Starting the Pharmacy School Application Process
I decided to apply to pharmacy school as an early admissions candidate, so my timeline from the application launch to the due date was smaller than if I would have applied regular decision. Applying early admissions means that I only applied to one school, and if I got accepted then that school is the one I was committed to attend.
The decision to apply early shouldn’t be taken lightly. I looked at multiple schools and was confident in my top choice before submitting the application. I found the application process to be a relatively easy one, but that is because I prepared with ample time. Throughout college, I made sure to update my resume every few months so that all of the information was in one place: I had my extracurriculars, job experiences, and references all lined up and ready to be plugged into the application.
Since I had most of the information needed already complete, I had more time to focus on writing my personal statement. I found my purpose for applying to pharmacy school and tried to write a very personal and reflective essay to show that I was serious and committed to the pharmacy profession. Once the application had launched for the current admissions cycle, I had everything submitted within 48 hours. The school I applied to was on a rolling admissions schedule, so I knew the sooner I submitted my application the sooner I would hopefully receive a secondary application and an interview. Thankfully, I received both.
Waiting for Pharmacy School Admission Decisions
After submitting the preliminary application, I received a secondary application and an invitation for an interview at my prospective pharmacy school. The secondary application was tailored not just to why I wanted to go into pharmacy, but to why that particular school interested me.

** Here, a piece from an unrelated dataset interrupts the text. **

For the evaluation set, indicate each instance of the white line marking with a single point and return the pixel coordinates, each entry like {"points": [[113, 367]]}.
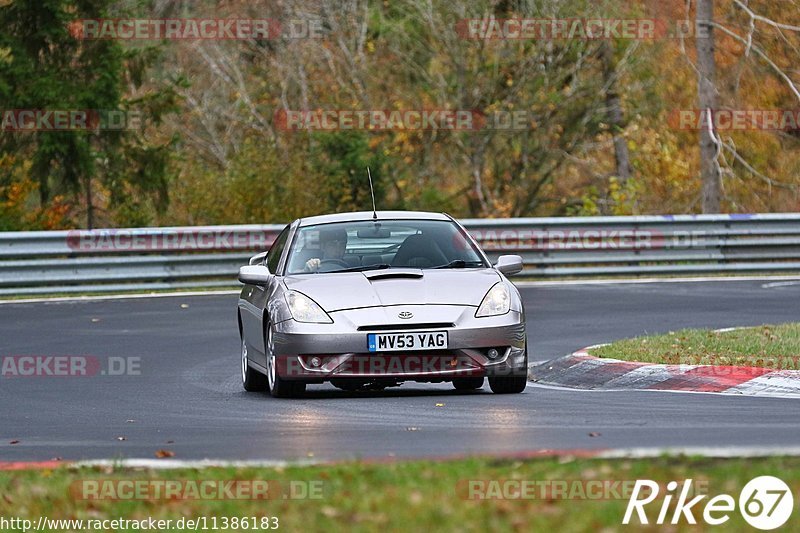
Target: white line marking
{"points": [[730, 393], [779, 284], [706, 451], [523, 284], [634, 281], [171, 464], [119, 296]]}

Because I submitted my applications so early on, I had an interview date within two weeks. The entire process happened so quickly that I barely had time to process everything. A week after applying, I got my acceptance letter. The short timeline from applying, to getting an interview, to being accepted made me very thankful that I had been so organized and prepared for the process.
In short, what I found most helpful in applying to pharmacy school was to have my ducks in a row before beginning the process. I knew that this was the first major step to starting my career, so I approached the process with seriousness and commitment.